Zee, Judith, Reenu and Videa also joined our team months ago, while we're also grateful to teammates Sy, Zon, Byron and Ody who were our go-tos for creative campaigns, branding and photography.

So... what does it mean to be 'ethical' anyway?

'Ethical' companies are now a dime a dozen, and often many fall into the illusion of greenwashing much alike larger corporates. 2018 is about scaling up our revenues commercially, so that Artisan & Fox can raise even more artisans up the value chain, but it is also about deepening our roots socially, developing closer proximity with our artisan partners, and establishing a clearer impact assessment structure to set an example for artisan businesses.

What does it mean to be 'ethical' when collaborating with independent artisans, co-operatives and other social businesses? In an unorthodox move we've benchmark 50% of profits for our artisan partners, and currently reinvest the rest of the profits into our social programs, but often we wonder if that's sufficient to truly empower artisans. This has limited our ability to raise investment, but this 'no dividends' rule has the same time has earned us loyalty from many of you. In any case, in 2018, we'll be working to improve the productive capacity of our artisan partners, and when possible, help them grow and expand their businesses - through financial inclusion, knowledge sharing, trends forecasting and more.

What does it mean to be 'transparent', too? Many companies have gone for the Everlane-route of transparency, publishing approximate cost breakdowns and behind-the-scenes view of their factories, but the line between 'radical transparency' and using this as a marketing gimmick is often a blurred one. At times, a company like H&M can be even more transparent than Everlane, as this article  shows. There is also often no due diligence done on the smaller companies, which naturally do not have the means to apply for factory certifications. So how do we actually know that the numbers and pictures are true, and even if the numbers are right, that they tell the true anthropological story?
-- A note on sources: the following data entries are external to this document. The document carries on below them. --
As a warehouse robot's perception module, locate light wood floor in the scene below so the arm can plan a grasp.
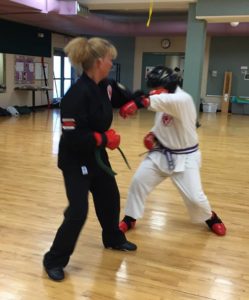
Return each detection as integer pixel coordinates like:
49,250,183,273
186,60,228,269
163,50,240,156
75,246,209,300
0,110,249,300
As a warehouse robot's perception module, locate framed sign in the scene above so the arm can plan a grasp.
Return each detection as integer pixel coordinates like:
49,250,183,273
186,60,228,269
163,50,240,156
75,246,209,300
35,62,48,80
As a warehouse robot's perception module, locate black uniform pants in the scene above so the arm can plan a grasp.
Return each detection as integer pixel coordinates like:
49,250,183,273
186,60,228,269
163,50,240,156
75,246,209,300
44,168,126,268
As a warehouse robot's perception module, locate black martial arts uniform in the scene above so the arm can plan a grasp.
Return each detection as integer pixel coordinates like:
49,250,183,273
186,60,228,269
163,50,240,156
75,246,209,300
44,73,131,268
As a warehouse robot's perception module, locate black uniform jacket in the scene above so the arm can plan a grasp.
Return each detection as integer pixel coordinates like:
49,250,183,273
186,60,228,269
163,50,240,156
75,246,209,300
58,73,132,174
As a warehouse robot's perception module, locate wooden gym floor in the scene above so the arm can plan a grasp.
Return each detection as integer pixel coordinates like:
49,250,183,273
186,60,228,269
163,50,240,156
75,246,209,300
0,110,249,300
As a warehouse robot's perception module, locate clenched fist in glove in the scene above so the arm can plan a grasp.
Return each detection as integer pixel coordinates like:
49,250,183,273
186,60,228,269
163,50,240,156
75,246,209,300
144,132,158,150
94,129,120,150
119,96,150,119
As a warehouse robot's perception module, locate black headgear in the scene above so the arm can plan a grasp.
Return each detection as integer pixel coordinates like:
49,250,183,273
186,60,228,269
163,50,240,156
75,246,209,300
147,66,179,93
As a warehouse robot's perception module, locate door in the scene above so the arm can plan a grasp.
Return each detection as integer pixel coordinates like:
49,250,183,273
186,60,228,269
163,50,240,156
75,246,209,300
53,50,74,102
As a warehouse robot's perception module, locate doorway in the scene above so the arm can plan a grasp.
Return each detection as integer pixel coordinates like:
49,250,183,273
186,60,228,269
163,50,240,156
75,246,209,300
53,50,74,102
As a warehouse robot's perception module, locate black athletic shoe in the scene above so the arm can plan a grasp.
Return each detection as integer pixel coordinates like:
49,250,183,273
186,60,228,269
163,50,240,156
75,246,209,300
104,241,137,251
45,267,65,281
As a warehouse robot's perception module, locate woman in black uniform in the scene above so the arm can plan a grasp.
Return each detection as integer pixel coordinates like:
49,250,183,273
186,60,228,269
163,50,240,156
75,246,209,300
43,37,137,281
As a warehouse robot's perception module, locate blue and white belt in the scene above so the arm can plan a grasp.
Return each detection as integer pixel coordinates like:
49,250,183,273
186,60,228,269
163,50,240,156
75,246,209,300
149,144,199,171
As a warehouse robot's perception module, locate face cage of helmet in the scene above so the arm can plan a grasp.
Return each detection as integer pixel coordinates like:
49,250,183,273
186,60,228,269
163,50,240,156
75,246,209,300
146,66,180,93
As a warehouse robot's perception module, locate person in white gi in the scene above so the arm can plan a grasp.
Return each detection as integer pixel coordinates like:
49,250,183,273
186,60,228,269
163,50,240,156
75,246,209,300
119,66,226,236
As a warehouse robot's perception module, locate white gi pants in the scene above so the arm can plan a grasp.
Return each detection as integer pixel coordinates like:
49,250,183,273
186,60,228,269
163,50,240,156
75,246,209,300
125,151,212,223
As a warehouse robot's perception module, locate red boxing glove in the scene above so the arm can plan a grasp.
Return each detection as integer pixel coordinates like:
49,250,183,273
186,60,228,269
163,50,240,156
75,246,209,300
119,96,150,119
119,100,138,119
144,132,157,150
93,132,103,146
93,129,120,150
105,129,120,150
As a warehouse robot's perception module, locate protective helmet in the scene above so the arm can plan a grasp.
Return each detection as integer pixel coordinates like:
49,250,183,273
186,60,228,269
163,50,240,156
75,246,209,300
146,66,180,93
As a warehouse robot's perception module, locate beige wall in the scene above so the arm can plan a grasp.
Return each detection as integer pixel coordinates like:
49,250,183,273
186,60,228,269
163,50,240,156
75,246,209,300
0,34,214,108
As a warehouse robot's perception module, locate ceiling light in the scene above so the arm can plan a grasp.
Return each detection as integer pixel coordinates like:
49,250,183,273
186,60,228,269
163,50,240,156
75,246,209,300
230,22,239,27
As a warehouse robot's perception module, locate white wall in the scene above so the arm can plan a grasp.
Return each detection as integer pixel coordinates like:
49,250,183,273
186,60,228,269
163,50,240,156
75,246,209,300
0,34,69,108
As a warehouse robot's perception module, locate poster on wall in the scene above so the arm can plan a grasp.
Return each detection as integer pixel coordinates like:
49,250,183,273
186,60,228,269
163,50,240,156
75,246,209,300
15,55,35,84
35,62,48,80
145,66,155,79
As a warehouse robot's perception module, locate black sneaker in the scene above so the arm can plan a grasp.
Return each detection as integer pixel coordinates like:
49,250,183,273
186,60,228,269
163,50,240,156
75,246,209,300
104,241,137,251
45,267,65,281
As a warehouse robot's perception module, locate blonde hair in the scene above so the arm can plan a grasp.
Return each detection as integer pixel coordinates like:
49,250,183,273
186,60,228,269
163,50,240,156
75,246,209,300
64,37,117,71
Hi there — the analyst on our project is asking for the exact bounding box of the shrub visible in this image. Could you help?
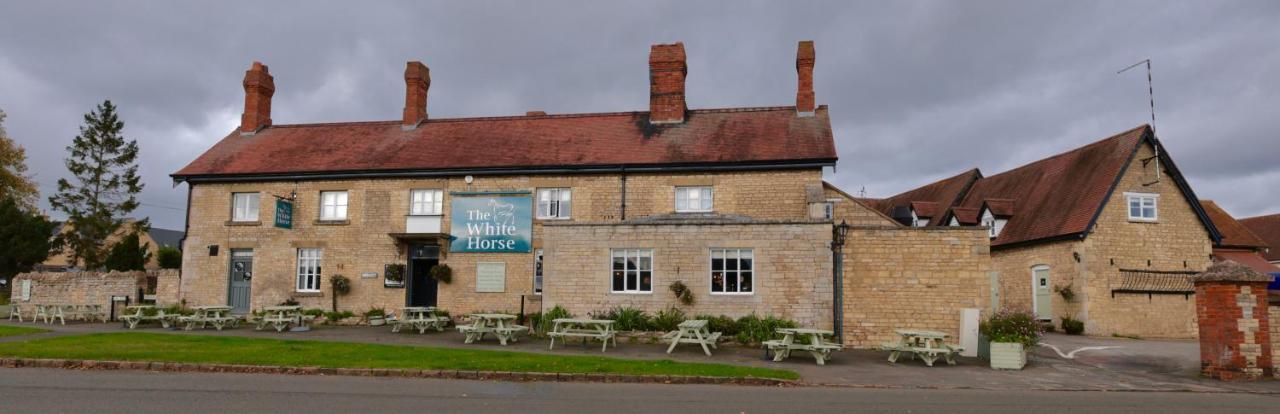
[1062,317,1084,335]
[591,306,653,331]
[652,306,685,331]
[733,314,799,345]
[978,309,1044,347]
[530,305,573,332]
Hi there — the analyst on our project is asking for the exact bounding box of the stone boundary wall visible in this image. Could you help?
[842,227,992,347]
[12,269,179,306]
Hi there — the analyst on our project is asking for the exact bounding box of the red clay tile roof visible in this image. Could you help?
[960,126,1149,246]
[983,199,1014,217]
[863,168,982,226]
[911,201,942,218]
[1213,249,1280,274]
[951,208,980,226]
[1201,200,1267,249]
[173,106,836,179]
[1240,214,1280,261]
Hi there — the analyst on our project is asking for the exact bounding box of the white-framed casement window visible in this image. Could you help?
[538,188,573,219]
[676,186,713,213]
[408,190,444,215]
[1124,192,1160,222]
[320,191,347,220]
[712,249,755,295]
[534,249,543,295]
[611,249,653,294]
[232,192,261,222]
[298,249,324,292]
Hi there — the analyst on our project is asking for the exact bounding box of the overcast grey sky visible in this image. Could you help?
[0,0,1280,229]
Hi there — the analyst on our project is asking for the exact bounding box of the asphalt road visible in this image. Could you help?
[0,368,1280,414]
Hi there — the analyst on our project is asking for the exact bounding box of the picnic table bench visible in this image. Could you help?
[547,318,618,352]
[178,306,241,331]
[253,306,315,332]
[458,313,529,345]
[662,319,721,356]
[120,305,180,329]
[392,306,449,333]
[764,328,845,365]
[881,329,964,367]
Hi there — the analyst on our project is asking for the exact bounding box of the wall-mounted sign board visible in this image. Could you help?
[476,261,507,294]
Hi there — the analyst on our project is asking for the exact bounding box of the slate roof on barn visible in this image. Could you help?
[881,124,1220,247]
[1201,200,1267,249]
[173,105,836,181]
[1240,214,1280,261]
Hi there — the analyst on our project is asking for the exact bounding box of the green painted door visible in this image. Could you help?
[1032,267,1053,319]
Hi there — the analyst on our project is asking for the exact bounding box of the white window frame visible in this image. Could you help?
[534,249,542,295]
[320,190,351,222]
[232,192,262,222]
[538,187,573,220]
[294,247,324,292]
[1124,192,1160,222]
[408,188,444,215]
[676,186,716,213]
[609,249,657,295]
[707,247,759,296]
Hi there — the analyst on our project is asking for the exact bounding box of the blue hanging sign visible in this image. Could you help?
[275,199,293,228]
[449,194,534,253]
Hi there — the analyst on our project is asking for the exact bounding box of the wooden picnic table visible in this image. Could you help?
[178,305,241,331]
[256,306,312,332]
[663,319,721,356]
[764,328,844,365]
[120,305,179,329]
[547,318,618,352]
[458,313,529,345]
[881,329,964,367]
[392,306,449,333]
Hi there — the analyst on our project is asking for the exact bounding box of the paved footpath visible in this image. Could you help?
[0,322,1280,393]
[0,368,1280,414]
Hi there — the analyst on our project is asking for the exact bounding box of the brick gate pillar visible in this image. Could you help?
[1196,260,1274,381]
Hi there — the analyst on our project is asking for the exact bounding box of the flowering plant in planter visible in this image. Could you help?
[978,310,1044,369]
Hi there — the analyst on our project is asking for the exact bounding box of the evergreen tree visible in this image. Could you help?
[49,100,146,269]
[104,229,151,272]
[0,197,56,290]
[156,246,182,269]
[0,110,40,211]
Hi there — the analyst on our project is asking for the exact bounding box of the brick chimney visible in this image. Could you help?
[241,60,275,135]
[401,60,431,131]
[649,42,689,123]
[796,40,814,117]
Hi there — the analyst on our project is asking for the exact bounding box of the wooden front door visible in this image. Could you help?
[227,249,253,314]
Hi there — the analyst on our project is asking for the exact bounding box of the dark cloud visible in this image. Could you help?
[0,1,1280,228]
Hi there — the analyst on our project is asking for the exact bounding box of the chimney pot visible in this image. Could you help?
[239,62,275,135]
[401,60,431,129]
[796,40,815,117]
[649,42,689,123]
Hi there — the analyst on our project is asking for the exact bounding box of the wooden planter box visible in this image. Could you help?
[991,342,1027,369]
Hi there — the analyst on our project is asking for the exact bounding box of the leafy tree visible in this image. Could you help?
[0,197,56,286]
[156,246,182,269]
[104,231,151,272]
[0,110,40,211]
[49,100,146,269]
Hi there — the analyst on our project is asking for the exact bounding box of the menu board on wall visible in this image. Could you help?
[476,261,507,294]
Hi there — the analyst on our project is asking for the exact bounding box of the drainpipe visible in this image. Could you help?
[618,167,627,222]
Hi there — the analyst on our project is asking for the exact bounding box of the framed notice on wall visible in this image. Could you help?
[476,261,507,294]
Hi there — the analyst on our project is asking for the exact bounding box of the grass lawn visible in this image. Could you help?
[0,332,800,379]
[0,324,49,337]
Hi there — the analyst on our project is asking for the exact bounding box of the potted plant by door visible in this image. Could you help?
[978,310,1043,369]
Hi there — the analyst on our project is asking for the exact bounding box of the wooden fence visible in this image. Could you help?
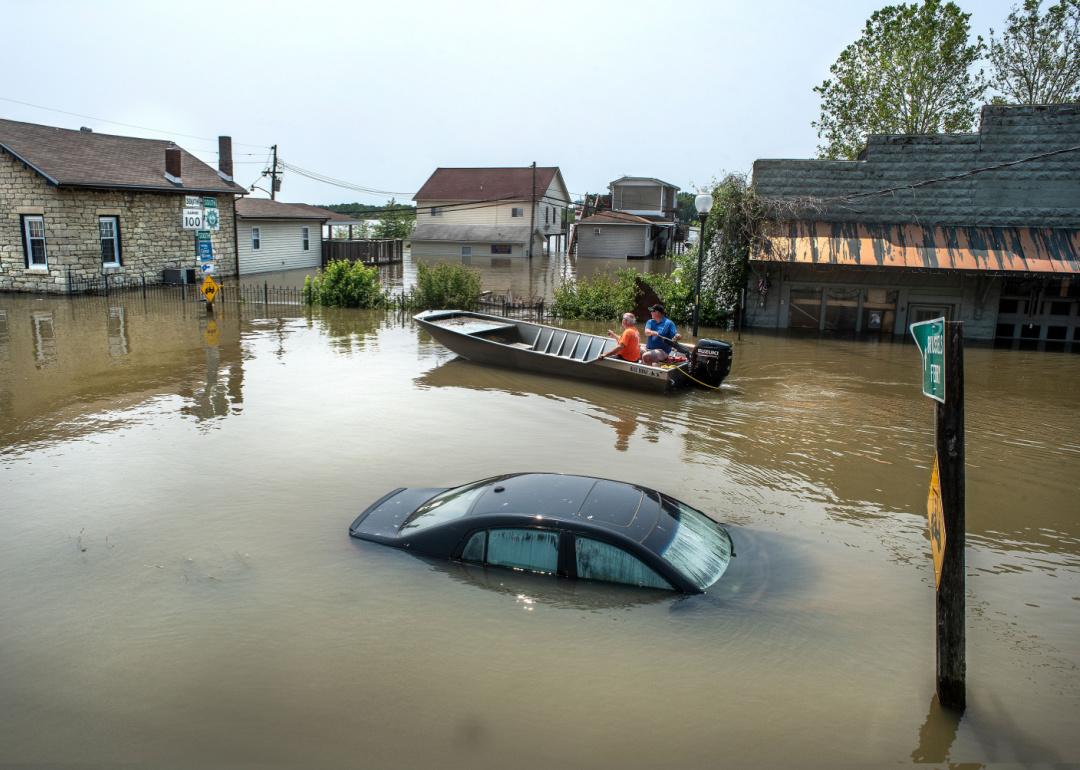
[323,239,405,267]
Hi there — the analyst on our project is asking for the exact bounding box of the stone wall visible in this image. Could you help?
[0,151,237,293]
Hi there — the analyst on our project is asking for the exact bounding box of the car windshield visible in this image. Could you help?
[402,476,504,531]
[660,497,731,591]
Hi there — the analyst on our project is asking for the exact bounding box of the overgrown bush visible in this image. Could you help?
[552,269,638,321]
[409,262,481,310]
[552,264,728,326]
[303,259,387,308]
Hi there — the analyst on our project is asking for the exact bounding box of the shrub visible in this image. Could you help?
[552,269,638,321]
[303,259,387,308]
[408,262,481,310]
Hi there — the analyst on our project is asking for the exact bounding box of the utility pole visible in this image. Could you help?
[270,145,278,201]
[529,161,537,259]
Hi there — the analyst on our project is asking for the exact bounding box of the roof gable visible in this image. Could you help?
[413,166,565,201]
[0,119,246,194]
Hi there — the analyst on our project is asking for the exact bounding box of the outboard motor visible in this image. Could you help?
[690,339,731,388]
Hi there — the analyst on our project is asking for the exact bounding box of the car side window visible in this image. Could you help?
[488,529,558,573]
[575,537,672,591]
[461,529,487,562]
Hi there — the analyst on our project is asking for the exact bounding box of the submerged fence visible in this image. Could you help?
[60,274,544,320]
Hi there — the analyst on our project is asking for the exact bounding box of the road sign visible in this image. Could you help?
[912,319,945,404]
[927,452,945,589]
[180,208,206,230]
[199,275,218,305]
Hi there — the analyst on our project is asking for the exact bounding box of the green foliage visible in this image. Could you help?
[373,198,416,239]
[813,0,986,160]
[408,262,481,310]
[303,259,387,308]
[552,265,728,326]
[989,0,1080,105]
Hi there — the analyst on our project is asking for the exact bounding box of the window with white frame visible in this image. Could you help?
[23,215,49,270]
[97,217,120,268]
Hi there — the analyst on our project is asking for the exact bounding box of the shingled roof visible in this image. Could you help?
[413,166,558,201]
[0,119,246,194]
[237,198,332,221]
[754,104,1080,228]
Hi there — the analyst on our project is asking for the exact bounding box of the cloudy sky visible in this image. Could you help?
[0,0,1012,203]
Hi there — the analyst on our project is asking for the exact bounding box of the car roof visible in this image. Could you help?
[468,473,661,542]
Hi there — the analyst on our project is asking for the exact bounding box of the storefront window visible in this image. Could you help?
[787,288,821,329]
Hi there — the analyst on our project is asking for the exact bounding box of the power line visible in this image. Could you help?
[0,96,266,147]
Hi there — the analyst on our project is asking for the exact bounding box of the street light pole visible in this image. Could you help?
[693,192,713,337]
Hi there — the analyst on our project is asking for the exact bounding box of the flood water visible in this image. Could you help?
[0,268,1080,768]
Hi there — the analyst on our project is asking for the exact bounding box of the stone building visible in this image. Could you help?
[746,105,1080,342]
[0,120,245,293]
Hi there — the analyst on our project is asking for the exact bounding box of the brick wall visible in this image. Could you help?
[754,105,1080,228]
[0,151,237,292]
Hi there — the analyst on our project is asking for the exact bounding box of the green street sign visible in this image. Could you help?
[912,319,945,404]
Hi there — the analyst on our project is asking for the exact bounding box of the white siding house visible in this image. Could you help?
[575,212,656,259]
[237,198,326,275]
[410,167,570,257]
Lastly, it's been a challenge to incorporate 'sustainability' into our work with the artisans. The handmade process is insufficient to be considered de facto sustainable if the artisan works with chemical dyes or materials considered unfairly sourced. We've received animosity for onboarding artisans producing leather goods as these are not vegan products - but who are we to say no to makers who've been working with leather for centuries? Indeed, some makers are also naturally sustainable and eco-friendly through no merit of our own, as they may already work with all-vegan materials before we came in with our collaborative efforts. The latest innovations in sustainability also often do not extend to a refugee camp, or villages in South America. Most artisans do not have the capacity or funds to experiment with closed-loop bambooTencel, or incorporate trendy technologies like 3D-printers, recycled ocean plastic threads or the numerous types of fruit leather you have now.

On a lake in Nepal during one of our fieldtrips. Photography by Sy

Moving Forward

In the face of all these uncertainties, we'll be launching our first Impact Assessment Report next week, with an assessment structure and guiding framework developed with our ex-co-founder Laura, supported by myself and our Impact Analyst Reenu -to take an honest look at these questions. We'll be taking a deep dive into ethics, transparency, and sustainability, and what it means to be an ethical, transparent and sustainable marketplace in the artisan space, a sector that is the second largest employer in developing nations, but risks being left behind in the Fourth Industrial Revolution.

We hope that this public report will also galvanize our peers in the industry to take a stricter look in their processes and theory of change, re-think and re-imagine ways to better work with artisans in developing regions

Lastly, thank you to all those who have joined our team over the last year. You have played no small part in our journey so far: Laura, Judith, Zee, Sy, Bella, Lucky, Ody, Jovin, Zon, Davian,Videaand Reenu.